Jens Altheimer's Loose Ends Get Tied In His Queensland Tour

'Loose Ends'
Our eclectic team of writers from around Australia – and a couple beyond – with decades of combined experience and interest in all fields.

Madcap inventor Jens Altheimer is coming to town with his quirky family show 'Loose Ends', but this time he is looking for mini inventors and curious kids to help him create it.


One of the many stops on his Queensland tour is Redland City.

“It’s been a while since I’ve performed at the Redland Performing Arts Centre, it was my previous show ‘Squaring The Wheel’ about four years ago,” Jens says.

“It went great, it’s a nice theatre to perform in with a great atmosphere.”

'Loose Ends' is highly visual, mainly non-verbal and full of eccentric contraptions and clown-powered theatre. A heartfelt story of a man who thinks he can organise all his life in boxes and has a knack for getting into mischief. An intriguing tale of friendship, its pitfalls and its triumphs.

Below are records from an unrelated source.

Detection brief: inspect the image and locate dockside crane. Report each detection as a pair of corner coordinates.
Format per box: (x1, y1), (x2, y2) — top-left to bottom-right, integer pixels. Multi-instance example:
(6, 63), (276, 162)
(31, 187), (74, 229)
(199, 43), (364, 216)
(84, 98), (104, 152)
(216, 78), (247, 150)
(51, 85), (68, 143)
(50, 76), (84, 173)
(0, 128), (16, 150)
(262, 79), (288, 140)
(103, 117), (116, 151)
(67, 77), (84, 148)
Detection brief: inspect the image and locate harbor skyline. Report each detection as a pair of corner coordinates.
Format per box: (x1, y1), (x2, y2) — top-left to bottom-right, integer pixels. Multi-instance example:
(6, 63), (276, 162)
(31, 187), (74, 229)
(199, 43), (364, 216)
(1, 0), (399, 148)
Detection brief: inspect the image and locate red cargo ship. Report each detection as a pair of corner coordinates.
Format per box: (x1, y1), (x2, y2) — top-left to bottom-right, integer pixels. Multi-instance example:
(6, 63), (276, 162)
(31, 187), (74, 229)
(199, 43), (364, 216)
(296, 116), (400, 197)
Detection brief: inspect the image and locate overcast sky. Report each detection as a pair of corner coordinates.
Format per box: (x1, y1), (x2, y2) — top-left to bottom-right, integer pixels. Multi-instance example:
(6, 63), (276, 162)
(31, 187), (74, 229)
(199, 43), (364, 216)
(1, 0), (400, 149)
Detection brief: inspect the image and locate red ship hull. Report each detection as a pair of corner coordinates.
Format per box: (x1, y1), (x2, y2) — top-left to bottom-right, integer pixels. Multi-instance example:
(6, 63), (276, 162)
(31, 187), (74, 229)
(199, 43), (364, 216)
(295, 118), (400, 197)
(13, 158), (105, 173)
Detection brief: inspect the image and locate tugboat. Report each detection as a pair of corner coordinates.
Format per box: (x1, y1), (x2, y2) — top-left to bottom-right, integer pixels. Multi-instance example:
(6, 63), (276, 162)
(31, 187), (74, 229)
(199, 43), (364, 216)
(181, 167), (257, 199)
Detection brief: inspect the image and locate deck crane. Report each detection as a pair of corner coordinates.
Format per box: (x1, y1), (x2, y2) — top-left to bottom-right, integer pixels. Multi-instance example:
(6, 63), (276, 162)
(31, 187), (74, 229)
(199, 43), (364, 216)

“I’m not big on drawing plans and developing stuff, I very much improvise. I have a shipping container at home full of objects just so my girlfriend doesn’t get too angry with me having it all in the house.”

“And when it comes to production I start creating a pile and go on the concept that one thing triggers another. Quite often I put myself in front of these objects and start understanding what it is, does it move, what it could trigger and how it could transform into something else.”

“It’s a very playful process that turns into serious building to try to make the idea work. Then to pack it up slowly while on tour to then reset it for it to then work again.

“It’s a big building process on making the items more reliable, faster to set up and then smaller to pack away, normally everything in the show is built by myself.”

LOOSE ENDS Sabine Heng
Image © Sabine Heng

Jens has been a solo performer for a number of years now with his ‘Squaring The Wheel’ show winning ‘Best Production For Children’ at the 2013 Adelaide Fringe Awards.  

“Once you decide to do solo performing, it’s a bit more difficult to generate the energy without somebody else on stage pushing and pulling you.”

“But I’ve performed solo for quite a while now and instead of human interaction I have a lot more interaction with the objects on stage. I create relations with everyday objects and bring them to life and then they start to create a character on their own.”

With a touch of 'Wallace & Gromit' and 'Mr. Bean', Jens’ show is a magical journey through a tinkering wonderland of wacky thingamabobs, puppetry, shadow play and invention that captures the hearts of children and adults alike.

“I do watch lots of those things and I do get inspired by visual artists and a lot of kinetic sculptures, it’s a mix between inspiration from 'Wallace & Gromit' and a range of performers.”

In his eccentric hour-long performance, he blends clown, contraptions and puppetry, all kind of transformed objects, circus and a lot of madcap energy.

“It’s one hour where you have to be 110 per cent, and it is difficult training to go for an hour. I started with five minute circus acts that were a lot more theatrical with a mix of more machines and contraptions and things.”

‘Loose Ends’ plays around Queensland until the end of August, including a stop at Redland Performing Arts Centre 3 August.